TCPIP_STACK_PACKET_HANDLER Type
C
typedef bool (* TCPIP_STACK_PACKET_HANDLER)(TCPIP_NET_HANDLE hNet, struct _tag_TCPIP_MAC_PACKET* rxPkt, uint16_t frameType, const void* hParam);
Description
TCPIP packet handler pointer. Pointer to a function that will be called by the TCP/IP manager when a RX packet is available.
Preconditions
None.
Parameters
Parameters | Description |
---|---|
hNet | Network handle on which packet has arrived. |
rxPkt | Pointer to incoming packet. |
frameType | Type of packet being processed. |
Returns
True - If the packet is processed by the external handler. In this case the TCP/IP manager will no longer process the packet.

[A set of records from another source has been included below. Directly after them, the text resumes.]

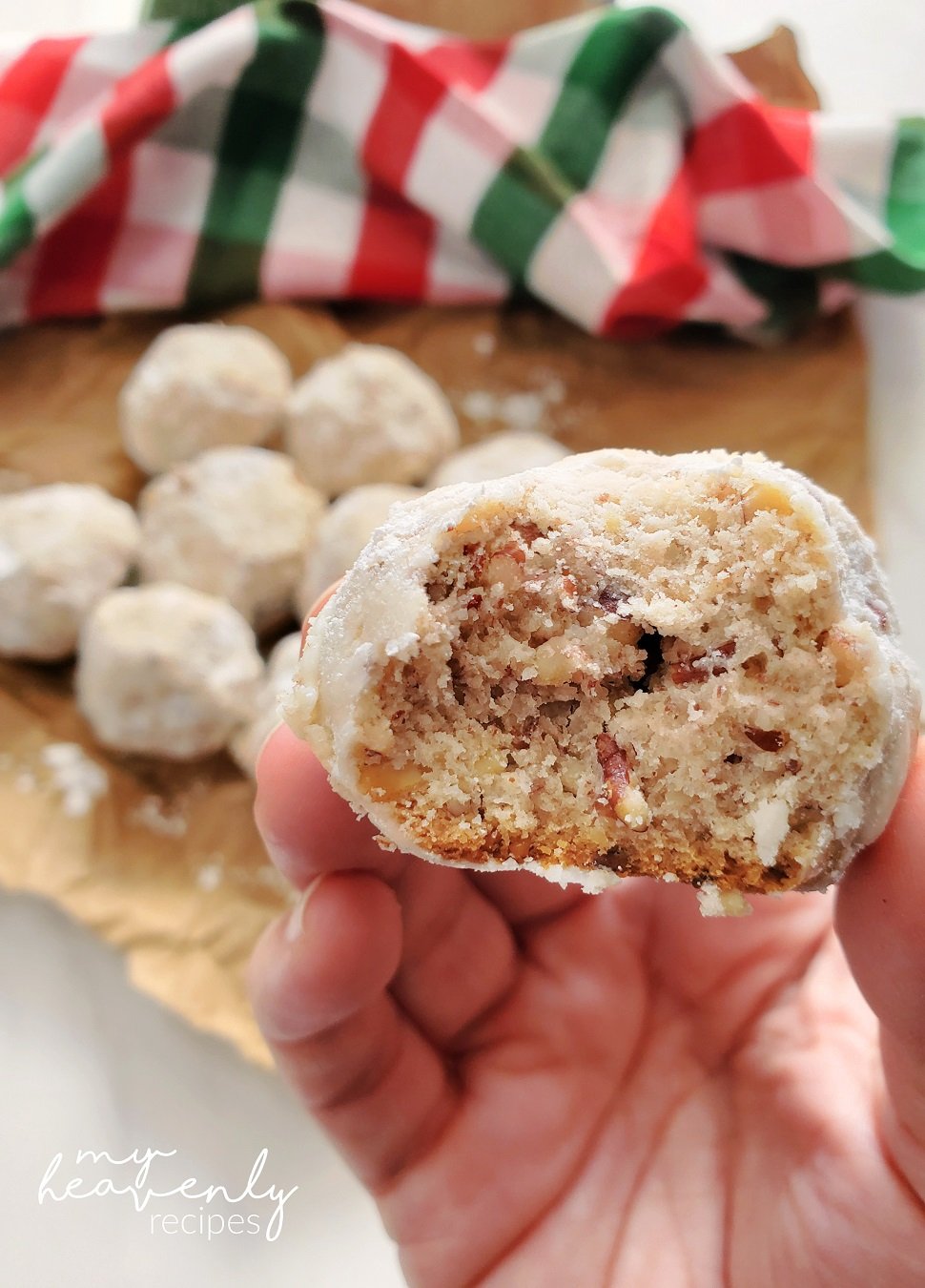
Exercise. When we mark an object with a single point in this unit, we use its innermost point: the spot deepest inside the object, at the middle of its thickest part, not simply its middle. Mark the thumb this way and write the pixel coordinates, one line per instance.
(880, 919)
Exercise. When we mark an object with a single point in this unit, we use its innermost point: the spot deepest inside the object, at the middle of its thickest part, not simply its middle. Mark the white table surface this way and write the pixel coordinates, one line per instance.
(85, 1063)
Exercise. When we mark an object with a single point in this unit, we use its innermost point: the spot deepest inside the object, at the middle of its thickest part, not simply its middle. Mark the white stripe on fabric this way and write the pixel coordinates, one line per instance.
(582, 261)
(479, 131)
(215, 55)
(62, 177)
(710, 83)
(725, 298)
(390, 31)
(92, 74)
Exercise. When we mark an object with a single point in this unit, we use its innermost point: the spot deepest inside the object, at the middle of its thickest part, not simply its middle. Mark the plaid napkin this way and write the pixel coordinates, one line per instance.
(606, 164)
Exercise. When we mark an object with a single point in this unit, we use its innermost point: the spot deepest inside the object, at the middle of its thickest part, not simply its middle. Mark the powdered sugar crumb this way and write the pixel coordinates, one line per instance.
(209, 878)
(483, 344)
(151, 813)
(78, 779)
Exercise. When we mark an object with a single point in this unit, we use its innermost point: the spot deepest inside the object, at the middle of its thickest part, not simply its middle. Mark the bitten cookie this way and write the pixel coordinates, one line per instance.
(685, 667)
(280, 666)
(235, 522)
(497, 456)
(166, 672)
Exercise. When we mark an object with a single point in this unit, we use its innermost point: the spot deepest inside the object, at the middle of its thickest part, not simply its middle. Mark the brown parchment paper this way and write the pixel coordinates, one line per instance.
(166, 865)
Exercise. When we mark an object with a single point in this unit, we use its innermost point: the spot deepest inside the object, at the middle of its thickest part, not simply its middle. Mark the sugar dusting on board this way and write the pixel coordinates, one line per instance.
(74, 777)
(154, 814)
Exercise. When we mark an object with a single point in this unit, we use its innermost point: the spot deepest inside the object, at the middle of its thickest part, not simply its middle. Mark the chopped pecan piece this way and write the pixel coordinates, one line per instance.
(769, 739)
(626, 800)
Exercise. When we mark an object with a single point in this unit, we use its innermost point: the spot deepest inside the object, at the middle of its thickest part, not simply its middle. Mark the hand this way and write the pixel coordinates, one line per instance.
(551, 1090)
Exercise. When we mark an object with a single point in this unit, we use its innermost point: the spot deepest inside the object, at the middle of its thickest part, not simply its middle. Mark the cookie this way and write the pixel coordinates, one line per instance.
(626, 663)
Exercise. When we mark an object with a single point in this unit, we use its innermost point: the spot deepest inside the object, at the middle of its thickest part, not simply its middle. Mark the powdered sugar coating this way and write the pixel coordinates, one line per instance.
(342, 532)
(62, 548)
(233, 522)
(280, 669)
(368, 415)
(166, 672)
(202, 385)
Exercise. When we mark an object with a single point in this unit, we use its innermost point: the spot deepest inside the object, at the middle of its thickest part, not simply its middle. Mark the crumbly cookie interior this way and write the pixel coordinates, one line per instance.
(664, 685)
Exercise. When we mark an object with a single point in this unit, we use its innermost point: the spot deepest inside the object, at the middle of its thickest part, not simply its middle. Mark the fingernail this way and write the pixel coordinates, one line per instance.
(296, 924)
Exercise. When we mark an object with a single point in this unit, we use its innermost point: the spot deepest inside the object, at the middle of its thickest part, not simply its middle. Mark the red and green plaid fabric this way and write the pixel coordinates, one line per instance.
(606, 164)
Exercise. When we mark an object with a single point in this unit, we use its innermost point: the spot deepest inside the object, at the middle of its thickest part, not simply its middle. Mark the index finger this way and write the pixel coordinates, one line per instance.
(306, 827)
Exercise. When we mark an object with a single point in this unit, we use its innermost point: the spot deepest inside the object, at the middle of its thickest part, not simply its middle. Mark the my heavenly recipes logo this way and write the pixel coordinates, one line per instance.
(99, 1174)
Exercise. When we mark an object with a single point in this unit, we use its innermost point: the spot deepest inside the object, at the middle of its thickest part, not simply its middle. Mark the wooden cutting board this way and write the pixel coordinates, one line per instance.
(168, 865)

False - The packet needs to be processed internally by the stack as usual.
Remarks
Value is converted to host endianess. Standard Ethernet frame value: 0x0800 - IPV4, 0x86DD - IPv6, 0x0806 - ARP, etc. hParam - user passed parameter when handler was registered.
The packet handler is called in the TCP/IP stack manager context. The handler should be kept as short as possible as it affects the processing of all the other RX traffic.
Before calling the external packet handler:
The rxPkt->pktIf points to the interface receiving the packet.
No other processing/checks are done.
IMPORTANT: When the packet handler returns true, once it's done processing the packet, it needs to acknowledge it, i.e. return to the owner, which is the MAC driver serving the network interface. This means that the packet acknowledge function needs to be called, with a proper acknowledge parameter and the QUEUED flag needs to be cleared, if needed:
if((*rxPkt->ackFunc)(rxPkt, rxPkt->ackParam)) { rxPkt->pktFlags &= ~TCPIP_MAC_PKT_FLAG_QUEUED; }
Failure to do that will result in memory leaks and starvation of the MAC driver. See the tcpip_mac.h for details.